Special Issue "In Silico Drug Design and Discovery: Big Data for Small Molecule Design"

A special issue of Biomolecules (ISSN 2218-273X). This special issue belongs to the section "Bioinformatics and Systems Biology".

Deadline for manuscript submissions: 31 May 2022 | Viewed by 2194

Special Issue Editors

Prof. Antonio Lavecchia
E-Mail Website
Guest Editor
Department of Pharmacy, “Drug Discovery Lab”, University of Naples “Federico II”, Via D. Montesano 49, 80131 Naples, Italy
Interests: drug discovery; medicinal chemistry; molecular modeling; polypharmacology; artificial intelligence; machine learning
Dr. Carmen Cerchia
E-Mail Website
Guest Editor
Department of Pharmacy, University of Naples “Federico II”, via D. Montesano, 49, 80131 Napoli, Italy
Interests: computer aided drug design; drug discovery; medicinal chemistry; structure based drug design; molecular modeling; polypharmacology; data mining

Special Issue Information

Dear Colleagues,

Life sciences heavily rely on data collected in different ways, for example, through experimental work, medical observations, or computer simulations, to name a few. Advances in novel technologies, such as high-throughput screening and readout, next-generation sequencing, and “-omics” approaches, represent the main drivers of the exponentially increasing amount of data being generated at a fast pace, part of which is available in public databases (e.g., ChEMBL, PubChem, PDB).
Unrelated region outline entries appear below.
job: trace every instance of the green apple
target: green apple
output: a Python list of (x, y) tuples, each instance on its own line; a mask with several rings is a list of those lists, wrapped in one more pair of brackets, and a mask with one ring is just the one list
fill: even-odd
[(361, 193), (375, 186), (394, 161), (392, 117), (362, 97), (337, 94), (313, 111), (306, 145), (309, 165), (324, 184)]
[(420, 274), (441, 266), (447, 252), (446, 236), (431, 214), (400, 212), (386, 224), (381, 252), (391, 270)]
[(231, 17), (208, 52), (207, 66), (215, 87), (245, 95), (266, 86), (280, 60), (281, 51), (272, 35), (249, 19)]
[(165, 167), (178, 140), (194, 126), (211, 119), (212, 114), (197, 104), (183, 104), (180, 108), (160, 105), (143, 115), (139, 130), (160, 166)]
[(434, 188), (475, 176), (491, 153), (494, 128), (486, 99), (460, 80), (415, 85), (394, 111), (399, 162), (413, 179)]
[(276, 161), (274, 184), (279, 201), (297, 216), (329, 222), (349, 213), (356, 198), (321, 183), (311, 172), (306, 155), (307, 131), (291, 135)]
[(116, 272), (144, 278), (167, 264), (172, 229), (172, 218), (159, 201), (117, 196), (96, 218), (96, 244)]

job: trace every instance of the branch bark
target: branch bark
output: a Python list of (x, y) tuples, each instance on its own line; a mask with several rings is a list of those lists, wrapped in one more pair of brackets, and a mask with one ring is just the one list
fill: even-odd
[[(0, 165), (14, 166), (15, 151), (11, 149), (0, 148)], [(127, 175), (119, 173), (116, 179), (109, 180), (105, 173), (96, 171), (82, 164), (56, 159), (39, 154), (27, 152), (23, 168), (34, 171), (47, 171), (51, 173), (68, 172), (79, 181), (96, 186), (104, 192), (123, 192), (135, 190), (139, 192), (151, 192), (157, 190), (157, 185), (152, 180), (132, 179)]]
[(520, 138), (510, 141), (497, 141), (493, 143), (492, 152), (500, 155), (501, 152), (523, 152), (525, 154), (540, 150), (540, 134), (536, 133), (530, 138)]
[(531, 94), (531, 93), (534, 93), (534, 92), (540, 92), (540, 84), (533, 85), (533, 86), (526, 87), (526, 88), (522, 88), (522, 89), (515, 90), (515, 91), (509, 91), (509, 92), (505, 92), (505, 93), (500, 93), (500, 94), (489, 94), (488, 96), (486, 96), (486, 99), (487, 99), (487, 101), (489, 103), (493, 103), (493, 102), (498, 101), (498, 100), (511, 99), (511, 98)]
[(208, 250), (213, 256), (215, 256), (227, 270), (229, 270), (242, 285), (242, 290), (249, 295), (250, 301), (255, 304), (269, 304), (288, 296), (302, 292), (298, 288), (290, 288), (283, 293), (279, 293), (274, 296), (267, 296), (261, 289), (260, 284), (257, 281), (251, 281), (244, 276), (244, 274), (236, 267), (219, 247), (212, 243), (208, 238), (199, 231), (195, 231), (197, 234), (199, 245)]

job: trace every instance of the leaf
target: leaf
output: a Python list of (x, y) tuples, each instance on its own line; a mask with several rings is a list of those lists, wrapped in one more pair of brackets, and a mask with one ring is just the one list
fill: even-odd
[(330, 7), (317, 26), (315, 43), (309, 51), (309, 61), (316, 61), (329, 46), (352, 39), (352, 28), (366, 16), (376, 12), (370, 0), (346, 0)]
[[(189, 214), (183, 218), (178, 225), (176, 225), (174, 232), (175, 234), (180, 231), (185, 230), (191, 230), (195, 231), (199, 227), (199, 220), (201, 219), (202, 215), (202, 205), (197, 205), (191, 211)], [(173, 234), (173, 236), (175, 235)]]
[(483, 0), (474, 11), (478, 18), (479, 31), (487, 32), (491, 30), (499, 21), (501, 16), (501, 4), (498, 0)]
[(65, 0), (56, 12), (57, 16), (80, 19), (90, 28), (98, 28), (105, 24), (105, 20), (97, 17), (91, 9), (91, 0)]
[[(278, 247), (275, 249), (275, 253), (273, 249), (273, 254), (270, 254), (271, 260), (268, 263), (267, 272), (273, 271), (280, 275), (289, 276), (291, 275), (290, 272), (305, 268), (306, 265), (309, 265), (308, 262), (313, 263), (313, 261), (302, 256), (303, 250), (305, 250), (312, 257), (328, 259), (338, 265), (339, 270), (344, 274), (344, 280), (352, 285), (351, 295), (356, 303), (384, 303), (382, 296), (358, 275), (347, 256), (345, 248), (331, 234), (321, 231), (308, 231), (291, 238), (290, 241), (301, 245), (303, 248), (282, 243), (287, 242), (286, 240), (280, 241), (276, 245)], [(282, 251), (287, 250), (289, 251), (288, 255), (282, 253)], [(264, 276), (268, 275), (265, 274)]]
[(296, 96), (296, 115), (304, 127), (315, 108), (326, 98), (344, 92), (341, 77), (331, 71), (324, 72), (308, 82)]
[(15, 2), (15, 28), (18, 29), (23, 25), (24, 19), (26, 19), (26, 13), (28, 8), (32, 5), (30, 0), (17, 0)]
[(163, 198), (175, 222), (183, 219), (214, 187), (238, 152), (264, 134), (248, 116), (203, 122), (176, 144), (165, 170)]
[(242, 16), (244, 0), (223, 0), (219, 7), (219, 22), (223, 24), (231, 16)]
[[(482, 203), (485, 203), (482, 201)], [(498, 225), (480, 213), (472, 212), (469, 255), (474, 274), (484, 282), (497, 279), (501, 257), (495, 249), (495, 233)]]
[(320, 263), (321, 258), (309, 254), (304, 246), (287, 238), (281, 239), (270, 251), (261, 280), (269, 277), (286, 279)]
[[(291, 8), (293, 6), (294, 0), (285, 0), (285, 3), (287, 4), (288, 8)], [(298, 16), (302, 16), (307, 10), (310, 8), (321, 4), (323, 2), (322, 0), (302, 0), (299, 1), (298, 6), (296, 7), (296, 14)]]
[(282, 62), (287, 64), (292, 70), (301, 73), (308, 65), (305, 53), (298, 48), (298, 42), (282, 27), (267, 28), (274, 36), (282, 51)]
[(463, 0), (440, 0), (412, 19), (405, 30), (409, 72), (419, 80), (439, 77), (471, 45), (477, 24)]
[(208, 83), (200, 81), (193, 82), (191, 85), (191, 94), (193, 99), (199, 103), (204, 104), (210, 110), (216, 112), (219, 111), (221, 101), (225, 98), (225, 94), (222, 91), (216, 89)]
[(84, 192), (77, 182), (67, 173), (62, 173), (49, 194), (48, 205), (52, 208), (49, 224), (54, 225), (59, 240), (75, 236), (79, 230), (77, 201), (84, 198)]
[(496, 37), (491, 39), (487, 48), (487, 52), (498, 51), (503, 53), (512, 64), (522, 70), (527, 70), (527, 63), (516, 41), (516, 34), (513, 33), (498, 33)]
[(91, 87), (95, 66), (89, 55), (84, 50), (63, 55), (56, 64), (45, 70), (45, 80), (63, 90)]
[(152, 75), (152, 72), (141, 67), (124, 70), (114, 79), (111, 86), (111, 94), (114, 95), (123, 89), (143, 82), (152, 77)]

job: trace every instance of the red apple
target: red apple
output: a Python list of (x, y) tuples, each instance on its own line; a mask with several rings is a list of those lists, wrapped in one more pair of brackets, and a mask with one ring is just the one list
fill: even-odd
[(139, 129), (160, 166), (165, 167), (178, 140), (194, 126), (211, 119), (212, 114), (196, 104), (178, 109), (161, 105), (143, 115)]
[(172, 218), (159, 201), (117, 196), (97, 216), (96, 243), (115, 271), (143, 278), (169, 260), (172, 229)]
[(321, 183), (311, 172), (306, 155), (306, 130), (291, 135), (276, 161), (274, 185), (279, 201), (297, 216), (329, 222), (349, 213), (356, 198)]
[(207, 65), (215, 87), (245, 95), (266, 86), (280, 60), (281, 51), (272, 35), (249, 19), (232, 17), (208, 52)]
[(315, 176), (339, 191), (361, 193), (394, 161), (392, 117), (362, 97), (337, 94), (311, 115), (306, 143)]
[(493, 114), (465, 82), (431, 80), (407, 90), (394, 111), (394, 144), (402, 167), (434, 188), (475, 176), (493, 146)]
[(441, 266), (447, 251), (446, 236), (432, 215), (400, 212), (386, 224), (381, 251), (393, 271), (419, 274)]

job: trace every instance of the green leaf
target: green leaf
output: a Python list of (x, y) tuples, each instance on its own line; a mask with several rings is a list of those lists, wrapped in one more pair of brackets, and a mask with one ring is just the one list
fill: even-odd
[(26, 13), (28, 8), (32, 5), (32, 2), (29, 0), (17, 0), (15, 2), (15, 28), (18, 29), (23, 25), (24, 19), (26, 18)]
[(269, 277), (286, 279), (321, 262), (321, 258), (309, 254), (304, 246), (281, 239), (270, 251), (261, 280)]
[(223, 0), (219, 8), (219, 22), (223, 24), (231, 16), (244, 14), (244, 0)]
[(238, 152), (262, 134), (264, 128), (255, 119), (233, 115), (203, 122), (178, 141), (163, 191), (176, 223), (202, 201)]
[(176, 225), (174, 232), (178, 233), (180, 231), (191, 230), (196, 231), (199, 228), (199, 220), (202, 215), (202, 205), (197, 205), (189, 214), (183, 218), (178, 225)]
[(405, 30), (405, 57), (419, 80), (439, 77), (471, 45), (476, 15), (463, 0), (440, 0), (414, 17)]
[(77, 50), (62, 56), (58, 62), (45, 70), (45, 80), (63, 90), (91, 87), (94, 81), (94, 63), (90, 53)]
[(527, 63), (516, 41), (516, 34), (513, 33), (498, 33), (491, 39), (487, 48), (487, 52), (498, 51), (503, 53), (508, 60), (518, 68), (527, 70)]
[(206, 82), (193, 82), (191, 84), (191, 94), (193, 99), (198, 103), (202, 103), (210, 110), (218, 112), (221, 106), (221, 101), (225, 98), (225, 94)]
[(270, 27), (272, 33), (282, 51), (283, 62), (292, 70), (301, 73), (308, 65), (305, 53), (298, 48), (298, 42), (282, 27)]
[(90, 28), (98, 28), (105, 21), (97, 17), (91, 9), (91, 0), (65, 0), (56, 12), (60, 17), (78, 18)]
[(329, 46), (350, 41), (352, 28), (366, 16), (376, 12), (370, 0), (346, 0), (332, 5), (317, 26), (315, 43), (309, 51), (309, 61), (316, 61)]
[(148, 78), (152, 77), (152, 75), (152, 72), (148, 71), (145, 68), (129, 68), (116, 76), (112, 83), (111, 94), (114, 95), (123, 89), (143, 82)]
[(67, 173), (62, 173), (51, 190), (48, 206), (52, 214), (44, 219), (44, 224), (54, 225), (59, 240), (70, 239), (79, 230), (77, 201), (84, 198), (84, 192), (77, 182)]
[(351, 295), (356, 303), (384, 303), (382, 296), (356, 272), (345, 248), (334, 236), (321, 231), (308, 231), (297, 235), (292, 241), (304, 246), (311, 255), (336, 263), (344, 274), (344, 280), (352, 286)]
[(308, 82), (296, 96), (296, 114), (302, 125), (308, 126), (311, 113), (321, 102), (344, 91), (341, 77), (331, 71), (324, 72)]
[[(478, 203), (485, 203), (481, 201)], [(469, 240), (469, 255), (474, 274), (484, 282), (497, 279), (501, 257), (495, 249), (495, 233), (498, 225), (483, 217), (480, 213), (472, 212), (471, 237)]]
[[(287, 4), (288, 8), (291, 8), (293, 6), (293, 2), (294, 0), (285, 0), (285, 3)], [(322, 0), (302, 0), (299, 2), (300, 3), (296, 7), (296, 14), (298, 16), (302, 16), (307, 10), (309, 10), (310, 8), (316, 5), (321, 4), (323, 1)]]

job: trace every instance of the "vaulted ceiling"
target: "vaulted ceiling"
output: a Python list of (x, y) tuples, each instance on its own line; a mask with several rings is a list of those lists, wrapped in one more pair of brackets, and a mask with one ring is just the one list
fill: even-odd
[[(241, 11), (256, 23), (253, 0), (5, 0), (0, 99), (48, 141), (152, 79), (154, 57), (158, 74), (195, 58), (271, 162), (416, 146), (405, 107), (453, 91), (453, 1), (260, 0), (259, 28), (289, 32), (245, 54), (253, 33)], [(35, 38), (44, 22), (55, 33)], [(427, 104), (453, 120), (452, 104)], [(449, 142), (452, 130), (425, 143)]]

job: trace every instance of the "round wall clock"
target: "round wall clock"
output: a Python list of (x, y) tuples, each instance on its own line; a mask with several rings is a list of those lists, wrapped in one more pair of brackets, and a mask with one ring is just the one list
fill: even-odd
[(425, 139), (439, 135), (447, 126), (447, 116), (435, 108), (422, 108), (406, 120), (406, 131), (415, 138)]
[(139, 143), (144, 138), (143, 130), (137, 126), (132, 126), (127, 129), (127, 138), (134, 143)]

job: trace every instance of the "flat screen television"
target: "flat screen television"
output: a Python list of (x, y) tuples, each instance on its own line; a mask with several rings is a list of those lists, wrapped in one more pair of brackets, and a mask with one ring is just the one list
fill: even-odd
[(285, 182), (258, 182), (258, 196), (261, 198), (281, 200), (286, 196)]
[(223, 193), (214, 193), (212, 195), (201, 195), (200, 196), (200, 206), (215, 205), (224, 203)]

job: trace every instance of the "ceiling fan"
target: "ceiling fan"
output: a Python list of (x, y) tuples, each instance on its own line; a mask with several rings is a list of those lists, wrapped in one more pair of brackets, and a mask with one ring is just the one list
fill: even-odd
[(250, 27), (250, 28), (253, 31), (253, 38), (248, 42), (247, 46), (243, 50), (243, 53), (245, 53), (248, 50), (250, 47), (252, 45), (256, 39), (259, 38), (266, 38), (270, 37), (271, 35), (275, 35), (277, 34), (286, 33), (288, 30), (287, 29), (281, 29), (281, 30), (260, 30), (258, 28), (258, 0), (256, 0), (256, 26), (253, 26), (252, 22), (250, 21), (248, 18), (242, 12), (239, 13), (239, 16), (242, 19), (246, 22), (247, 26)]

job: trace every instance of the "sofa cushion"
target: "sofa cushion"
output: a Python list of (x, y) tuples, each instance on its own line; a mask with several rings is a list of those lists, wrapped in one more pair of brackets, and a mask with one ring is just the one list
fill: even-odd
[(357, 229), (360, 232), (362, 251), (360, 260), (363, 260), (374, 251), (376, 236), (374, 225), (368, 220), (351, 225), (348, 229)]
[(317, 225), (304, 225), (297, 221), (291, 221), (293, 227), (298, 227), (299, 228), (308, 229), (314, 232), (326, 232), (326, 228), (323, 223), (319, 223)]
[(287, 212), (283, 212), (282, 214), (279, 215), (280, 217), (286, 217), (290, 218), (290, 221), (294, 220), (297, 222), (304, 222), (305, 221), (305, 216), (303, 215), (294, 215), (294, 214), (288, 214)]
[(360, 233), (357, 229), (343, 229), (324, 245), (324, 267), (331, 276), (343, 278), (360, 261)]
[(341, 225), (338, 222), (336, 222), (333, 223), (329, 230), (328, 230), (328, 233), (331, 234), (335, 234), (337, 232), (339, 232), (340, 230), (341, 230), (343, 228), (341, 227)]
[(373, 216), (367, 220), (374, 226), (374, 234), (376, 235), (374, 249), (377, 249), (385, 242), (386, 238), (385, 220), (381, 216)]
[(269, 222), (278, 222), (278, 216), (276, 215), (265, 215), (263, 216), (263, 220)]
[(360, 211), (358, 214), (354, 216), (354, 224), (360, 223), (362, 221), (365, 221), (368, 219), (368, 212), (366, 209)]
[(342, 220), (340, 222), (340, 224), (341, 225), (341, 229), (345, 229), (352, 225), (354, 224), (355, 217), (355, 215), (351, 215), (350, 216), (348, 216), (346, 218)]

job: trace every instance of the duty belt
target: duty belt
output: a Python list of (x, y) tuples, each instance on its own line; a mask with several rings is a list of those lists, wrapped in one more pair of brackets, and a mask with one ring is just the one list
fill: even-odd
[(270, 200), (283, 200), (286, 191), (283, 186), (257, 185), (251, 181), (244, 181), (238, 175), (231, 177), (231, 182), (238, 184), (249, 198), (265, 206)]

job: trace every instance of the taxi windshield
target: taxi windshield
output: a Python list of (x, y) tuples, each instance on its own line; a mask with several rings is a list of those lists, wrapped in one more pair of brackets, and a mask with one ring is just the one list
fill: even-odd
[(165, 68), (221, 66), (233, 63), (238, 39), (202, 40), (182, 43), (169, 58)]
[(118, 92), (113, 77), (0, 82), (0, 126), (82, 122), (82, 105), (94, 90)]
Taking advantage of this wealth of information is critical to improve decision making in drug discovery projects. For instance, structure–activity relationships (SARs) can be extracted on a large scale and used to complement chemical optimization efforts. 

Therefore, there is a growing interest in computational approaches to exploit this amount of data and their complexity, including data mining and visualization techniques, predictive models, and machine learning algorithms. 

In this context, this Special Issue has been conceptualized to showcase recent progresses and current trends in the use of in silico approaches leveraging big data and extracting useful knowledge to support all aspects of drug design and discovery. Topics of interest include but are not limited to data mining, molecular modeling, compound bioactivity prediction, and machine learning. Experimental and theoretical research studies are welcome; multidisciplinary approaches are particularly encouraged.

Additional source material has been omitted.